Zurück aber auf EU-Ebene. Damit das Projekt, eine EU-Cloud aufzubauen, auch „glaubwürdig“ ist, will die EU-Kommission Milliarden lockermachen. Aber wie viele Milliarden sind es denn?
„Von den Mitgliedstaaten und der Industrie wird erwartet, dass sie sich an den Investitionen in das Projekt beteiligen, sodass Finanzmittel in Höhe von insgesamt 4– 6 Mrd. EUR mobilisiert werden könnten; die Kommission könnte einen Zielbetrag von 2 Mrd. EUR aus unterschiedlichen Ausgabenprogrammen finanzieren, sofern eine Einigung über den nächsten mehrjährigen Finanzrahmen erzielt wird“, heißt es in dem Strategiepapier.
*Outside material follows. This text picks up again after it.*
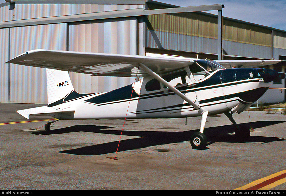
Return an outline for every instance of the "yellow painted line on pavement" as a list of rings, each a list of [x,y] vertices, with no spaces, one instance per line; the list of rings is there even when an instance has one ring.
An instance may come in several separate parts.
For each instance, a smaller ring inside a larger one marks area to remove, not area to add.
[[[269,190],[286,182],[286,170],[251,182],[235,190]]]
[[[0,123],[0,125],[9,125],[12,124],[17,124],[18,123],[25,123],[27,122],[40,122],[41,121],[47,121],[49,120],[57,120],[56,118],[52,119],[47,119],[44,120],[28,120],[26,121],[21,121],[20,122],[5,122],[4,123]]]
Bis zu sechs Milliarden Euro also. Klingt viel, aber ist es das auch? Hier lohnt der Vergleich zu den großen Cloud-Playern, deren Vorherrschaft gebrochen werden soll. Da zeigt sich folgendes Bild: Marktführer Amazon Web Services machte 2019 das Sechsfache an Umsatz, was die EU in die europäische Cloud zu investieren gedenkt.